Il sindaco di Acquaviva Picena Pierpaolo Rosetti esprime il proprio apprezzamento per l’iniziativa: “Un importante progetto di marketing territoriale che ci inserisce in una rete già attiva e che consentirà di apprezzare ulteriormente Acquaviva e le sue qualità”. Sulla stessa lunghezza d’onda anche l’assessore al Turismo di Acquaviva, Elisabetta Rossi: “Per noi è grande soddisfazione poter inserire questa iniziativa all’interno dei festeggiamenti per la Bandiera Arancione, che sabato 28 giugno si svilupperanno in tutte le Marche. La Regione punta sul connubio tra Bandiere Blu e Bandiere Arancioni, e ricordo che nella nostra provincia solo Acquaviva e Ripatransone si possono fregiare di questo riconoscimento”.

Anche Diana De Angelis, presidente del consiglio di Ripatransone e consigliere con delega al Turismo, mostra apprezzamento per “Piceno Senso Creativo”, che toccherà anche Ripatransone il prossimo autunno, dove verrà celebrato, con “Olio Fest”, l’extravergine di oliva (evento che riguarderà anche Monterubbiano”.

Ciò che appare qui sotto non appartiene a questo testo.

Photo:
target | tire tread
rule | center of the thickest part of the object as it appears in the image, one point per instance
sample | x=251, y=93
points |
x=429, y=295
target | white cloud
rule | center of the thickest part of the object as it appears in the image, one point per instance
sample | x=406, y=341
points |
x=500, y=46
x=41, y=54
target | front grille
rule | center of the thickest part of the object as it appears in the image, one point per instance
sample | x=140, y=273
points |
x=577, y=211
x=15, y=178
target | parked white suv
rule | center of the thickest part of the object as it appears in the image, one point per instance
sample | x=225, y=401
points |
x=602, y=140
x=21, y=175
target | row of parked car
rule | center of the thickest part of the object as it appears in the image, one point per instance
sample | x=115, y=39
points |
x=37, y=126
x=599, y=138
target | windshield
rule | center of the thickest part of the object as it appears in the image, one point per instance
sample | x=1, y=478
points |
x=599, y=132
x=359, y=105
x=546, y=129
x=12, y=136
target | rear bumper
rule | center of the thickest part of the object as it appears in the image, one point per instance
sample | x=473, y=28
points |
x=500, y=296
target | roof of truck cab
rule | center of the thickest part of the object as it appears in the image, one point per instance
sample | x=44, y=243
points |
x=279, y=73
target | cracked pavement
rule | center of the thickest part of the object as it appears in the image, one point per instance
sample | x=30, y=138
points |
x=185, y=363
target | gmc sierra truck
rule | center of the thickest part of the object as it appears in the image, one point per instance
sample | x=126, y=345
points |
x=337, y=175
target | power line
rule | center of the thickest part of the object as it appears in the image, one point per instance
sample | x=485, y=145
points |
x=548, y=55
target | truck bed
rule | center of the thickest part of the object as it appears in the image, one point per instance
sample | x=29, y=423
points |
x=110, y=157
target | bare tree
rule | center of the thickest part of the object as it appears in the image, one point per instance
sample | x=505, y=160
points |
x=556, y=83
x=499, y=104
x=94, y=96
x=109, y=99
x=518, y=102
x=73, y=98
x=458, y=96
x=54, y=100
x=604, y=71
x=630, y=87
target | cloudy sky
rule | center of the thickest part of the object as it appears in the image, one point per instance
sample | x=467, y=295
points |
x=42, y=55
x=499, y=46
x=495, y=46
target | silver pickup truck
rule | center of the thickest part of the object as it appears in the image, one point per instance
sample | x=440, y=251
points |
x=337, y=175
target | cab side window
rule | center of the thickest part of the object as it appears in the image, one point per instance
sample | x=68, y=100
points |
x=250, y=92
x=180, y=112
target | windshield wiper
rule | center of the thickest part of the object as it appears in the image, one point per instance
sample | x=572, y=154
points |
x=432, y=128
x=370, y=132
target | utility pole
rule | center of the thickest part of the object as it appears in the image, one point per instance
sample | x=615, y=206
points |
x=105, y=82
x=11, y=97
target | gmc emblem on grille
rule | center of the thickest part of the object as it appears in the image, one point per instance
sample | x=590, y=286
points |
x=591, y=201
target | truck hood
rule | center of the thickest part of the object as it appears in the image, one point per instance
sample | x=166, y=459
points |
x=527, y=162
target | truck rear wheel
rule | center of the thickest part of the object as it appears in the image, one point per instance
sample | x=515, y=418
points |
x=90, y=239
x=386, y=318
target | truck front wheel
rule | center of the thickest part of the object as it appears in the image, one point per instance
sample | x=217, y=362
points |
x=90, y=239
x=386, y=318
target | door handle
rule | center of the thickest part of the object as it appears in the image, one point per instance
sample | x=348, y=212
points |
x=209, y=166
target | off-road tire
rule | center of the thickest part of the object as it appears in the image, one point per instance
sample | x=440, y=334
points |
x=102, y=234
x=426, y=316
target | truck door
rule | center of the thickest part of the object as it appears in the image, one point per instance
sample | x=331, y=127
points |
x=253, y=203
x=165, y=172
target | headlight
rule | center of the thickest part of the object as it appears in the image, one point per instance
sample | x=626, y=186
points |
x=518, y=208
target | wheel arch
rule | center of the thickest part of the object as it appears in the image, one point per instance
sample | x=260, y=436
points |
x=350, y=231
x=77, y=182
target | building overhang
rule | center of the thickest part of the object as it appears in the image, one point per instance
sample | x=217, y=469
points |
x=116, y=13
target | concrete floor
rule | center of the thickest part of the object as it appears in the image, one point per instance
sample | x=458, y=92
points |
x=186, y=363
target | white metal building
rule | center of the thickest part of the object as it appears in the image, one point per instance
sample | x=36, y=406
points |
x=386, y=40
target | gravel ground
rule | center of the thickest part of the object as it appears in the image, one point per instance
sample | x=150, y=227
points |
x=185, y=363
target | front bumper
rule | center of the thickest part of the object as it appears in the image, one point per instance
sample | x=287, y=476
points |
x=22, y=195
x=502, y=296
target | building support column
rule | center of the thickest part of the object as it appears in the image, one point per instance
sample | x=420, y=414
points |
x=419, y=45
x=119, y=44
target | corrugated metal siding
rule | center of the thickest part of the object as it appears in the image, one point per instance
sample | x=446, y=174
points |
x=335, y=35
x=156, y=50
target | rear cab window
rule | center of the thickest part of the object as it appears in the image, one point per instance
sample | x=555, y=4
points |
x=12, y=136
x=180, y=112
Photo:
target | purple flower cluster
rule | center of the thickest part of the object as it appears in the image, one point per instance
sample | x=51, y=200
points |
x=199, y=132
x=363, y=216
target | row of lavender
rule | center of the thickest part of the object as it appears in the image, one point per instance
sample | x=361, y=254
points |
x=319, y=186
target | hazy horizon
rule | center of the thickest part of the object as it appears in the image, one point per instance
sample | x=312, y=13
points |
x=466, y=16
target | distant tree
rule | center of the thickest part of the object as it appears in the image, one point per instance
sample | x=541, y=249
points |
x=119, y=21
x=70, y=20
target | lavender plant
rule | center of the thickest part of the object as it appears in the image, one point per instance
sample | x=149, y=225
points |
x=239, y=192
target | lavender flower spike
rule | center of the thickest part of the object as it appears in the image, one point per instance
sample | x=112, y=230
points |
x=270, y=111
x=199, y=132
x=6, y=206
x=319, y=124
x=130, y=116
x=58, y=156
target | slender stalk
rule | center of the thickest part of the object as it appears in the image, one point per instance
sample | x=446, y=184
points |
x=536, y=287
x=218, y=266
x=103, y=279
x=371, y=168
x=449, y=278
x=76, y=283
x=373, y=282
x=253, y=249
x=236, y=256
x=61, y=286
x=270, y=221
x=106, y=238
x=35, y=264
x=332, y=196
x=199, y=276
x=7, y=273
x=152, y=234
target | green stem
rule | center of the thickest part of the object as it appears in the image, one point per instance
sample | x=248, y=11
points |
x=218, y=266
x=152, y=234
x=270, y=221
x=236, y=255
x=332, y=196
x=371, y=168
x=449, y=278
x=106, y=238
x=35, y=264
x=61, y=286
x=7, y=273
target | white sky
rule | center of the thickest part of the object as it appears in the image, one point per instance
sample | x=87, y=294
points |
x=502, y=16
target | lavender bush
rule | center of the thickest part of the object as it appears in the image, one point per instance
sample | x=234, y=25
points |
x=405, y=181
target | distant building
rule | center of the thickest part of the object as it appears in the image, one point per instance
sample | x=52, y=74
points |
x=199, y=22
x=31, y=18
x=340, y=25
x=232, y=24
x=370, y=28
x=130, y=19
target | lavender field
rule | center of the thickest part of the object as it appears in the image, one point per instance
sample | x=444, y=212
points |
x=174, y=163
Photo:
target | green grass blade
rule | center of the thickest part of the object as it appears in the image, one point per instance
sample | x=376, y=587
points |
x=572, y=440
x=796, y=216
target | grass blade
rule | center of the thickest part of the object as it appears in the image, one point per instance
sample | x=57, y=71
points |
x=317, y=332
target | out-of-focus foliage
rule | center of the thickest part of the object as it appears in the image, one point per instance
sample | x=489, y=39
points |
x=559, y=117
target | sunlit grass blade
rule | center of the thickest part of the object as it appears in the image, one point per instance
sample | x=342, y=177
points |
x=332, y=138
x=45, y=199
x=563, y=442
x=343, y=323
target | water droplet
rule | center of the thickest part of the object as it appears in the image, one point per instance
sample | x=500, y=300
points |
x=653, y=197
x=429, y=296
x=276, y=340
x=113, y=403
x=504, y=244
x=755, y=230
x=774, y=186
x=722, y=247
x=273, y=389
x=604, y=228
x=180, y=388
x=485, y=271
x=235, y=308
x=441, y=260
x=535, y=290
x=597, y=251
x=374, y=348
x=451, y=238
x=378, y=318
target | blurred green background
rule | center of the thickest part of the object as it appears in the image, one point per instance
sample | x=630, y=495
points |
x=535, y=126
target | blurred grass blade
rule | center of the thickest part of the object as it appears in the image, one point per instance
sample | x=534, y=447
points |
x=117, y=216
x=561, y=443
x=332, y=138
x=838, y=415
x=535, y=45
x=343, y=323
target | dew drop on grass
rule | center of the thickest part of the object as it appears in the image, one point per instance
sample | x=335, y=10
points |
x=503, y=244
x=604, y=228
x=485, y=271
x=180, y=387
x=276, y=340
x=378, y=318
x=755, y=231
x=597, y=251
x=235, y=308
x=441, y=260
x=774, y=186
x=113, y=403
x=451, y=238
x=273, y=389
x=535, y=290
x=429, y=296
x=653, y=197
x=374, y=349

“Piceno Senso Creativo” viene descritto da Antonella Nonnis di Progetto Zenone come “una vetrina su tutte le qualità del Piceno: la bellezza dei paesaggi e il buon gusto non sono una nostra prerogativa assoluta ma soltanto da queste parti notiamo una quantità così notevole di offerte di alta qualità. Acquaviva ad esempio, con la sua Fortezza, non teme confronti con nessuno”. Inoltre la Nonnis ribadisce che “Piceno Senso Creativo agisce su diversi fronti, come quello dell’artigianato artistico e ad esempio i matrimoni, e Acquaviva su questo aspetto è uno scenario obbligato”.

Stefano Greco aggiunge: “Con queste iniziative non facciamo altro che mettere in rete ed esaltare a livello di promozione e comunicazione ciò che già era esistente nel territorio: non ci poniamo l’obiettivo di inventare qualcosa di nuovo, ma di rendere nuovo per il grande pubblico le peculiarità locali. Già Acquaviva, con gli stand a Fritto Misto e i prossimi che ci saranno ad Anghiò, ha beneficiato di una notevole visibilità. Sono felice per le parole degli amministratori che rispetto a qualche tempo fa hanno capito come, di fronte alla de-industrializzazione, il turismo e una agricoltura di qualità sono elementi di integrazione di reddito. D’altronde gli oltre 30 Bed and Breakfast che insistono su questo territorio lo confermano”.

Dopo Acquaviva, “Piceno Senso Creativo” si sposterà a Force: dal 6 al 10 agosto in scena “Non chiamatelo scorzone”, vero e proprio viaggio tra le prelibatezze del tartufo nero del Piceno. Successivamente i colori dell’autunno accompagneranno invece “Olio Fest”, che interesserà dal 18 al 19 ottobre Ripatransone e dal 25 al 26 ottobre Monterubbiano: una doppia celebrazione per un olio di alta qualità, apprezzato fin dall’antichità e oggi declinato in profumati oli monovarietali di notevole pregio.

Ultimo atto, “Sibillini in rosa”, omaggio alla mela rosa dei Sibillini, a Montedinove, dal 1° al 2 novembre.